Thoughts, reviews, rants, laments, and general chatting about the wonderful world(s) of comic books.
Jun 1, 2016
The 40 Years of Comics Project - The Weekly Graphic Novel: Week 9 - Hey, Wait..., 2001
I'll fully admit that it takes a bit of effort on my part to push myself out of the superheroic and into the realm of pretty much anything else when it comes to my comics-reading proclivities. But, for the most part, it's a rewarding experience, and I ought to do it more often.
My familiarity with Jason's work comes primarily from his time travel story I Killed Adolf Hitler, which I'm sure I'll get to eventually in the graphic novel portion of my project.
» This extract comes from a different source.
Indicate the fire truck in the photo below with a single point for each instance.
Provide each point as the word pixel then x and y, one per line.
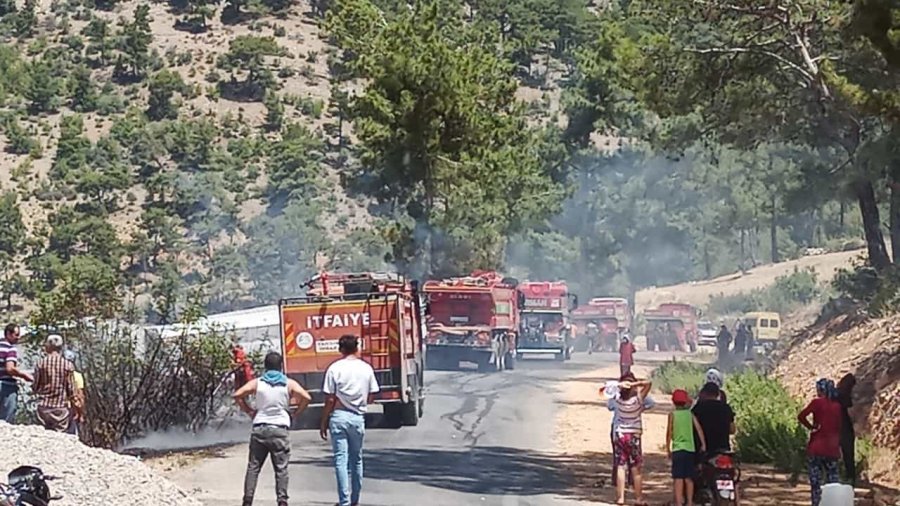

But a few weekends ago I was lucky enough to find a couple of his very early English-translation works at a thrift shop, so I made that push and was gratifyingly rewarded.
Having said that, this story lives up to the back cover quotation from Dylan Horrocks - it is very beautiful, but also heartbreaking. Jason's tale speaks to the events one has in one's life that become definitional, that resonate throughout a lifetime, and not always in the most positive ways.
I noted a few weeks ago my distaste for the popularity of Batman and Wolverine in superhero circles, but their popularity coincides with a trend in the more literary side of graphic novels that builds an important bridge that many academics of the form would scoff at. Hey, Wait... depicts a life inflected by trauma, by the often-inescapable shadow it can cast over a life. Jason does a lovely job of showing us how the traumatic event of his main character's early life overshadows every aspect of his life, right up to the point of his death. And, in some ways, even afterward. Childhood is a strange time of life. Events are amplified in childhood, such that the smallest things can seem huge and overwhelming. So when something that is actually huge and overwhelming happens, it becomes unmanageable. The title of this work sums that up: these two small words, once we've read the work, become gigantic and somehow monstrous.
The other thing that this graphic novel achieves is a meditation on our relationship with mortality, something I find myself meditating on as I get older (and unhealthier!). It's unsurprising that we develop faiths and personifications in the wake of such meditations. What is Death? It's the end, and we just can't conceive of this. Anyone who says otherwise is deluding themselves.
I highly recommend Jason's work, but it's not light reading by any stretch. He offers us small, quiet slices of small, quiet lives, even in the case of time travel adventures, and he reminds us that the small and the quiet can be every bit as affecting as the large and the loud.